Was fuer eine Fehleinschaetzung Herr Inacker! Seehofer hat Wind gemacht und Merkel umgeblasen. Fuer die schlechte Energiepolitik ist Merkel ganz allein verantwortlich. Der Ausstieg aus dem Ausstieg aus dem Ausstieg war eine eine chaotische Fehleinschaetzung unserer Moeglichkeiten und verursacht Energiechaos. Auch Altmeier wird es nicht mehr richten. Merkel hat kein Konzept! Fuer nichts ein Konzept, auf keinem Fachgebiet wird erkennbar, was diese Frau will. Vom Sozialismus und vom Kapitalismus das jeweils Beste? Fuer jeden ein bischen? „Negative Entwicklungen in positive Energie umwandeln“, also Herr Inacker, da hebts mich ja aus den Socken. Mir kommt es vor wie in den letzten Stunden im Fuehrerbunker, als der Fuehrer Divisionen an die Front schickte, die es lange nicht mehr gab, nicht mal auf dem Papier. Und auch er hat wild um sich gebissen und seine Vertrauten gefeuert. Endzeit! Vielleicht wacht endlich mal einer in der CDU auf und feuert Merkel.

Account gelöscht!

18.05.2012, 17:34 Uhr

@azaziel

Respekt, Ihre Einschätzung kommt der Realität sehr nahe. Der Herr Inacker befremdet mich doch sehr.

jawohl

18.05.2012, 18:34 Uhr

Endschi Du hast es richtig gemacht. Röttgen war genau wie Wulff ein Blender. Wie war das? Ja, er war auch ein Blender.

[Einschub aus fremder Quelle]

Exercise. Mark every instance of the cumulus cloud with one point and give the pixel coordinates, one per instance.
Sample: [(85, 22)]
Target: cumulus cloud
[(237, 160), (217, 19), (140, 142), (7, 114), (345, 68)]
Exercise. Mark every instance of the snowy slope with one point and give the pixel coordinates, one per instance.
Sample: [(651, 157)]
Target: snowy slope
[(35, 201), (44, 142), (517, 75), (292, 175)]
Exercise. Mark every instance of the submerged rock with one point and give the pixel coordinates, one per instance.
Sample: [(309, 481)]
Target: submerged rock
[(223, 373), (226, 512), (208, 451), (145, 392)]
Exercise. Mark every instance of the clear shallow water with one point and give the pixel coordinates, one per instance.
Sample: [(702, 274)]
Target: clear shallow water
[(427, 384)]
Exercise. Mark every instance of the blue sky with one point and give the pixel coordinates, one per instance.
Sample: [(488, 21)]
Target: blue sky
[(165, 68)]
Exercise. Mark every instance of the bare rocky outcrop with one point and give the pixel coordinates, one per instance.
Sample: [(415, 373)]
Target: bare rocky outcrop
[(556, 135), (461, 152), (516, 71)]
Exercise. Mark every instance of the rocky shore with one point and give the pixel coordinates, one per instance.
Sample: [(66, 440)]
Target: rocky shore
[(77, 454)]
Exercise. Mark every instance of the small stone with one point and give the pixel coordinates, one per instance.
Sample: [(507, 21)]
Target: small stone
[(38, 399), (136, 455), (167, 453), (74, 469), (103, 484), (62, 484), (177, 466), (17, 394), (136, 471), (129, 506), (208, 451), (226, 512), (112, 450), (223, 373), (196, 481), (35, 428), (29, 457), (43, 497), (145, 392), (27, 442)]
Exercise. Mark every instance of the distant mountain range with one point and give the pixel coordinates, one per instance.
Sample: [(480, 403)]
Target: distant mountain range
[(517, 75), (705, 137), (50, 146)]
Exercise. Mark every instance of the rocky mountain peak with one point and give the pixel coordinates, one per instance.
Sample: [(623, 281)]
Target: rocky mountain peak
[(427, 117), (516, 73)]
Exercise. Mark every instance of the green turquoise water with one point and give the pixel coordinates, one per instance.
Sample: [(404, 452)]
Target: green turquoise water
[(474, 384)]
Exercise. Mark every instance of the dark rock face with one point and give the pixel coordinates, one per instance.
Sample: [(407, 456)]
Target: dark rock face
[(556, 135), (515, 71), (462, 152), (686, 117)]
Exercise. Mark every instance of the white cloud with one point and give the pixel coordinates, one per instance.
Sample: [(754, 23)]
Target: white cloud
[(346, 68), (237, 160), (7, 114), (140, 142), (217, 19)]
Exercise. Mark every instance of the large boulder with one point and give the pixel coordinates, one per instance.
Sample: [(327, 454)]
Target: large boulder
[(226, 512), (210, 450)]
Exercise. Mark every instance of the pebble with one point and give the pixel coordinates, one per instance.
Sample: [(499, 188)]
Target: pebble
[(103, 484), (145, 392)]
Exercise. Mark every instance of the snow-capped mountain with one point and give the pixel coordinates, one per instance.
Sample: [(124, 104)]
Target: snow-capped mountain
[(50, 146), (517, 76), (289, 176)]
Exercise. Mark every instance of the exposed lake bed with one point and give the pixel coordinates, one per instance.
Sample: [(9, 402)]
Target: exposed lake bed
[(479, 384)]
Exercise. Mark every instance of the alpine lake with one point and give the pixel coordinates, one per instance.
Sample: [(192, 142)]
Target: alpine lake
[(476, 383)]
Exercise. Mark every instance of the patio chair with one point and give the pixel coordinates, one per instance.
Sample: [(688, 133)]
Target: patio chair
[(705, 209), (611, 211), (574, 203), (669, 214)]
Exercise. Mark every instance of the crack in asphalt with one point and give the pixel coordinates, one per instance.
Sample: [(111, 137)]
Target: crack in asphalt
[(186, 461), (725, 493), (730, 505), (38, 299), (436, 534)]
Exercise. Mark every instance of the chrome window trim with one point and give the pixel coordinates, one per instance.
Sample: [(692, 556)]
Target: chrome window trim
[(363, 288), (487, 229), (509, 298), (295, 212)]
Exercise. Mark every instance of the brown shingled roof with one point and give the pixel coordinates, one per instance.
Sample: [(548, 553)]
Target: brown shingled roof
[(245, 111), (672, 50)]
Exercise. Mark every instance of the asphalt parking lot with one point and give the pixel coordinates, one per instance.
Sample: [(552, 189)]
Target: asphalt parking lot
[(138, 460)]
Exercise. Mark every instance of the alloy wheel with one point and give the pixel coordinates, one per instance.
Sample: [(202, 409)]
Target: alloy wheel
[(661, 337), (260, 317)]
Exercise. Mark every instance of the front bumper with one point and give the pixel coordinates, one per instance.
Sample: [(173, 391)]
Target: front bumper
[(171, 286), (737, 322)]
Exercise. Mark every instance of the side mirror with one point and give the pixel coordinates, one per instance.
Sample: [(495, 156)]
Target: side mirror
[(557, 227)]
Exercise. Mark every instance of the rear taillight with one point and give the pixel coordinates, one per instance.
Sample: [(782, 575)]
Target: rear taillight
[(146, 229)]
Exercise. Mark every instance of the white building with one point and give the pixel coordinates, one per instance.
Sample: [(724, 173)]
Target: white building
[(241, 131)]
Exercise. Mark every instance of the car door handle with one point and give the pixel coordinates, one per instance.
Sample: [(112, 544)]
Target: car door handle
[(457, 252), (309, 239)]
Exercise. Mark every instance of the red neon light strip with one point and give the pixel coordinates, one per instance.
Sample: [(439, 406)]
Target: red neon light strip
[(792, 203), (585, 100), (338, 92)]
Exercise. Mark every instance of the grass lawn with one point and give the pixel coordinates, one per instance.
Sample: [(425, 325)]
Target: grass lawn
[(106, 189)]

Dieser Mann gehörte und gehört nicht in eine verantwortliche Position. Es ist so. Er ist kalt wie ein Eisberg. Ich weiß garnicht wo er seine Promotion gemacht hat. Vielleicht sollte man auch hier einmal nachsehen. In NRW hat er einen Flopp gelandet. Er mußt nach Hause geschickt werden. Und dann ist Frau Kraft mit Herzenswärme auf die Menschen losgegangen. Anstatt das Gleiche zu tun, hat er eine Distanz zum Wähler aufgebaut. Das haben die Menschen gespürt und haben gehandelt. So einfach ist das.